DATA-SPECIFIC INFORMATION FOR:
File: Nonstationarity-WildlifeDiseaseEcology.txt
Number of variables: 11
Number of cases/rows: 152818 (including the top row of column names)
Variable List and Information:
- Plague = a binary variable (1 or 0) indicating whether a given hectare of BTPD colony experienced plague (1) or not (0) between years
- Grassland = the site (i.e., National Grassland or National Wildlife Refuge) from which the colony data were derived
- CMRfull - Charles M. Russell National Wildlife Refuge
- Cimarron - Cimarron National Grassland
- ComancheSE - Comanche Carrizo National Grassland
- ComancheNW- Comanche Timpas National Grassland
- Kiowa- Kiowa National Grassland
- PawneeE- Pawnee East National Grassland
- PawneeW - Pawnee West National Grassland
- RitaBlanca- Rita Blanca National Grassland
- ThunderBasin - Thunder Basin National Grassland
- Year = the year of the observation
- ColonyID = the name of the colony from which the observation was derived (each colony within each grassland was given a unique number)
- MNN = mean nearest-neighbor distance between colonies (in meters)
- Cohesion = a metric of the connectedness of colonies, with higher values denoting less fragmented colonies (this metric does not have units)
- PlagueDist = nearest distance to a plagued site from the previous year (in meters)
- ColonySize = total area of a given colony (in hectares)
- CY_Precip = total precipitation (in mm) during the current calendar year (January-December, see 'Year' column above)
- WSSF_Precip = represents the extent to which winter/spring (WS, January-May) precipitation in year t+1 deviated from the long-term (2000-2020) average WS precipitation, compared to the extent to which summer/fall (SF, June-September) precipitation in year t deviated from the long-term average SF precipitation. For example, positive values for WSSF_Precip indicate that a drier than average summer/fall was followed by a wetter than average winter/spring.
- MaxTemp C = represents the deviation in the average maximum temperature during the hottest months (June–August) of the previous year from the long-term average during 2000–2020 (e.g., a negative value denotes a cooler than average summer in the previous year).

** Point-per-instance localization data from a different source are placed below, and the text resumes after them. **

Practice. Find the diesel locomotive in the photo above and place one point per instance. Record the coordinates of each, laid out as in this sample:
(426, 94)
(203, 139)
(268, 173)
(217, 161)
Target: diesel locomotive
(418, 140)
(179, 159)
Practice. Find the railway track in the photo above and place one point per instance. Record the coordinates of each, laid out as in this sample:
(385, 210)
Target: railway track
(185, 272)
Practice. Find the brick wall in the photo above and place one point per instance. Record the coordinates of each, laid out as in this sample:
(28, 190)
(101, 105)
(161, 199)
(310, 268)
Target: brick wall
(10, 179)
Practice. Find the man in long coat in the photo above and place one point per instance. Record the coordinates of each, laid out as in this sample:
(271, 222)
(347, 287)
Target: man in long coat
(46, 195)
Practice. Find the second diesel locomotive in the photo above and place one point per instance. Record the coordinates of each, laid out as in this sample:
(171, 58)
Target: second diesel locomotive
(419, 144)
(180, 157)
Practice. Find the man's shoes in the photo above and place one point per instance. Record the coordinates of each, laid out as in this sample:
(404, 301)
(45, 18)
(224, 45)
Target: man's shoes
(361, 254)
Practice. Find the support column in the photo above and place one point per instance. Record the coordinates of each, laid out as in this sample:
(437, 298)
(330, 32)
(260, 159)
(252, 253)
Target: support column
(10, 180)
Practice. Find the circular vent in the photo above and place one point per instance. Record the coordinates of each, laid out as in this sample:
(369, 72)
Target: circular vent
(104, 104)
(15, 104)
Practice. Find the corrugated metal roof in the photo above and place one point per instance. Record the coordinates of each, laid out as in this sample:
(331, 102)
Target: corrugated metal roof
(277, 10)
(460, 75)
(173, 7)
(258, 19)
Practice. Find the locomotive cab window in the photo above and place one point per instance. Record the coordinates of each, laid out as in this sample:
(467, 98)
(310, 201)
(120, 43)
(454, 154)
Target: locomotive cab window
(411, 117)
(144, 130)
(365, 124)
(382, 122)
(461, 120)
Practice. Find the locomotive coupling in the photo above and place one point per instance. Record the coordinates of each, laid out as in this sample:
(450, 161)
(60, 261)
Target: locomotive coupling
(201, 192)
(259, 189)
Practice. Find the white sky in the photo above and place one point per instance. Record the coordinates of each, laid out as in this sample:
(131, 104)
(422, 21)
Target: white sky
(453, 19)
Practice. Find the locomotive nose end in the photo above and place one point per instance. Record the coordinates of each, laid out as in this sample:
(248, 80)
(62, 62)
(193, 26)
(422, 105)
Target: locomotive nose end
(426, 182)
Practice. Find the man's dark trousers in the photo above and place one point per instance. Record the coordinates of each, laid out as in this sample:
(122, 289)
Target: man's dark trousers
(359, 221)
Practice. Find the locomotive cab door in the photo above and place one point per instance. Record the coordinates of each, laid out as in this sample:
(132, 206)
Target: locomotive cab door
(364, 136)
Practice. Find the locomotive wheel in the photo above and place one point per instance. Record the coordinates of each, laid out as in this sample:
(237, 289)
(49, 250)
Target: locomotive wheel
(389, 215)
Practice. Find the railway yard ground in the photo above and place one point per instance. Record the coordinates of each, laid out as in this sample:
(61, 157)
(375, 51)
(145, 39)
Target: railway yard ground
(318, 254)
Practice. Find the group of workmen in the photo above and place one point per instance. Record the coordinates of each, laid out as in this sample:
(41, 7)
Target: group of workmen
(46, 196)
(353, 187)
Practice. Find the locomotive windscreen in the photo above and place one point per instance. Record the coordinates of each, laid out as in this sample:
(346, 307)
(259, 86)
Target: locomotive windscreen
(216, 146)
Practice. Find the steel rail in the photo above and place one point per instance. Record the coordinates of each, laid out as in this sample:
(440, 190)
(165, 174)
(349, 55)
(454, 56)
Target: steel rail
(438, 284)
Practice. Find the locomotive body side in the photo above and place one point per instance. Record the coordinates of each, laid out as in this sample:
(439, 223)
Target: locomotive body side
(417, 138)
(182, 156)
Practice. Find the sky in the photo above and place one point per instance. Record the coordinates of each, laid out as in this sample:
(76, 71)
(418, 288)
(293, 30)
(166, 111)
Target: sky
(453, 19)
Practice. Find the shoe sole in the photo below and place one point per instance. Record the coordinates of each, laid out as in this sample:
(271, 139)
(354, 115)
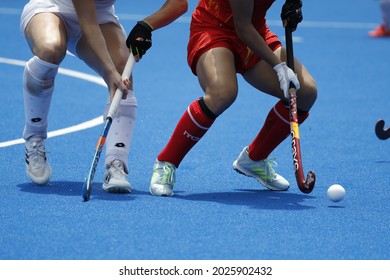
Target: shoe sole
(240, 170)
(115, 189)
(38, 180)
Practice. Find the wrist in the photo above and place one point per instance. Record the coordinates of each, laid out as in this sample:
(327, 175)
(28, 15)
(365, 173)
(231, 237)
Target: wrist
(146, 25)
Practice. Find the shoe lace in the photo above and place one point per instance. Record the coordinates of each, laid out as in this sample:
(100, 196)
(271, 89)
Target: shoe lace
(35, 152)
(166, 173)
(118, 168)
(269, 163)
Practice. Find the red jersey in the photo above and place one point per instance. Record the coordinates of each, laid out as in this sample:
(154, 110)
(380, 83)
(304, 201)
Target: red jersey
(212, 26)
(219, 13)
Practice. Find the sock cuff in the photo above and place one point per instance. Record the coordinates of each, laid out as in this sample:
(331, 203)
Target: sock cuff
(198, 116)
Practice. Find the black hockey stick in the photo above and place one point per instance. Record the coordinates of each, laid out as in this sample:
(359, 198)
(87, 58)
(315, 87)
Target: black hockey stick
(380, 130)
(305, 185)
(110, 115)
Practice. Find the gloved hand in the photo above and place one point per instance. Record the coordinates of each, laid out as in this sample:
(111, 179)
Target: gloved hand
(286, 75)
(139, 39)
(292, 14)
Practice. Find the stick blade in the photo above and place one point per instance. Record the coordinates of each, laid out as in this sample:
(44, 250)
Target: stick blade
(380, 130)
(308, 185)
(87, 189)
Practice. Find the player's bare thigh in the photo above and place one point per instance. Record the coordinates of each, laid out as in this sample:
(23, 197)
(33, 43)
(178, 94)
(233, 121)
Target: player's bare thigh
(217, 77)
(264, 78)
(116, 46)
(47, 37)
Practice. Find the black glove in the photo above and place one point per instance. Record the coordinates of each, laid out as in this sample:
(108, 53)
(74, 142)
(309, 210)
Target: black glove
(140, 39)
(292, 14)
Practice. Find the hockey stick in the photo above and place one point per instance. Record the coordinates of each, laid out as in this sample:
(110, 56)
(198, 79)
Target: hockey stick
(110, 115)
(305, 186)
(380, 130)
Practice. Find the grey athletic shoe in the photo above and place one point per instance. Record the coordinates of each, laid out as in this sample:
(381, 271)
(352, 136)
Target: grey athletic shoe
(163, 179)
(37, 167)
(261, 170)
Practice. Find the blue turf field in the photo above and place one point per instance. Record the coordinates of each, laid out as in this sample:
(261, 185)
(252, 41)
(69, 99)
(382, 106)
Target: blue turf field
(216, 213)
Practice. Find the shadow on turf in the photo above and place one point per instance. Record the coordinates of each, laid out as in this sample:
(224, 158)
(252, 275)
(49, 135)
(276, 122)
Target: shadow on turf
(261, 199)
(66, 188)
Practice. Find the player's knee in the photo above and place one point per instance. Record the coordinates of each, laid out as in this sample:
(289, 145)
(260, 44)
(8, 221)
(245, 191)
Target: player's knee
(307, 94)
(52, 51)
(220, 98)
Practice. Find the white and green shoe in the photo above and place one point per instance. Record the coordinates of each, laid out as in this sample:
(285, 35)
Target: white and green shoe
(163, 179)
(37, 167)
(261, 170)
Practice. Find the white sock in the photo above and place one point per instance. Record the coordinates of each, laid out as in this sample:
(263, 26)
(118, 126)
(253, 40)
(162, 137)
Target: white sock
(38, 86)
(121, 131)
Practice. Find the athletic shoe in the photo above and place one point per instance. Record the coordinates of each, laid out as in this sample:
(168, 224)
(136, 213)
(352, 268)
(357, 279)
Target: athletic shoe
(37, 167)
(115, 178)
(163, 179)
(380, 31)
(261, 170)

Biologists from multiple agencies and organizations (e.g., U.S. Forest Service, U.S. Geological Survey, university partners, private contractors) mapped black-tailed prairie dog (BTPD) colony boundaries annually at our focal grasslands, which involved using GPS devices to record the outermost perimeter of each colony (usually during summer months). Such mapping produced shapefiles with polygons delineating colony boundaries, which we refer to as “colony data.” We then converted colony shapefiles into raster layers with 1-ha resolution, which is considered to be the minimum area necessary to constitute an active BTPD colony. We inferred plague outbreaks from annual changes in colony data, defining epizootics as declines of greater than 50% loss in colony area between consecutive years. Therefore, within colonies that suffered more than a 50% reduction in area between years, we classified raster cells that shifted from occupied by BTPDs to unoccupied as extinction events attributable to plague. To obtain model covariate, we used functions within the R package ‘landscapemetrics’ to calculate colony characteristics (e.g., mean nearest neighbor) and derived temperature and precipitation variables from the Daymet data product using functions within the R package ‘FedData’.